Several famous musicians made cameo appearances in the drama, including pianist Dong-Hyek Lim and violist Richard Yongjae O'Neill.

==Awards and nominations==

| Year | Award | Category | Recipient | Result |
| 2008 | 45th Baeksang Arts Awards | Best Drama | Beethoven Virus | Nominated |
| Best Director | Lee Jae-kyoo | Nominated |
| Best Actor | Kim Myung-min | Won |
| Best Screenplay | Hong Jin-ah and Hong Ja-ram | Nominated |
| 21st Grimae Awards | Special Award, Drama category | Song In-hyuk and Hong Sung-wook | Won |
| The National Assembly Society of Popular Culture & Media Awards | Most Popular Drama in 2008 | Beethoven Virus | Won |
| 9th Broadcaster Awards | Best Performance in Broadcasting | Kim Myung-min | Won |
| 2nd Korea Drama Awards | Grand Prize (Daesang) | Won |
| Top Excellence Award, Actor | Nominated |
| Excellence Award, Actor | Jang Keun-suk | Nominated |
| 21st Korean Producers and Directors' Awards | Best Drama | Beethoven Virus | Won |
| MBC Drama Awards | Grand Prize (Daesang) | Kim Myung-min | Won |
| Top Excellence Award, Actor | Nominated |
| Excellence Award, Actress | Lee Ji-ah | Nominated |
| Golden Acting Award, Supporting Actor | Park Chul-min | Won |
| Golden Acting Award, Veteran Actress | Song Ok-sook | Won |
| PD Award | Lee Soon-jae | Won |
| Best New Actor | Jang Keun-suk | Won |
| Best New Actress | Juni | Nominated |
| Writer(s) of the Year | Hong Jin-ah and Hong Ja-ram | Won |
| Special Award, PD category | Lee Jae-kyoo | Won |
| Viewer's Favorite Drama of the Year | Beethoven Virus | Won |
| 2009 | 36th Korean Broadcasting Association Awards | Best Actor | Kim Myung-min | Won |
| 4th Seoul International Drama Awards | Best Miniseries | Beethoven Virus | Runner-up |
| Best Actor | Kim Myung-min | Nominated |
| 3rd International Drama Festival in Tokyo | Special Award for Foreign Programs | Beethoven Virus | Won |

==International broadcast==
The series aired in the Philippines on Q Channel 11 (now GTV) beginning April 12, 2010, on Mondays to Fridays at 2:00 p.m.

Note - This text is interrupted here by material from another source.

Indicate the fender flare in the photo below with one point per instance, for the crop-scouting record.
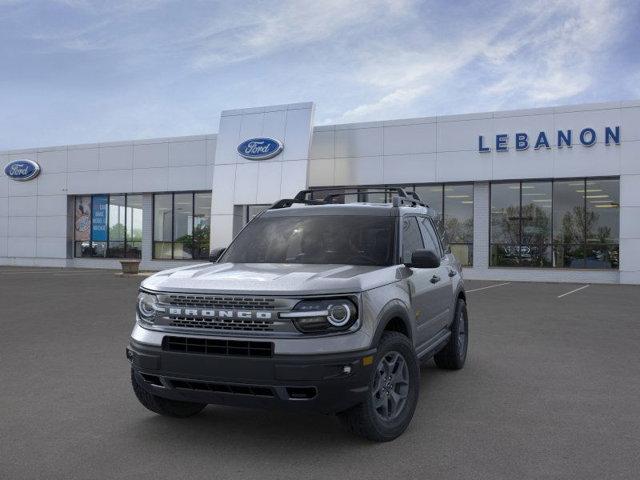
(393, 309)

It aired in Japan on Fuji TV beginning February 1, 2011, on Mondays to Fridays, at 2:07-3:57 p.m.

It aired in Thailand on Channel 3 beginning July 21, 2012, on Saturdays and Sundays at 1:30-4:00 a.m.

It aired in Indonesia on B-Channel beginning October 9, 2013, on Wednesday & Thursday at 7:00 p.m. - 8:00 p.m.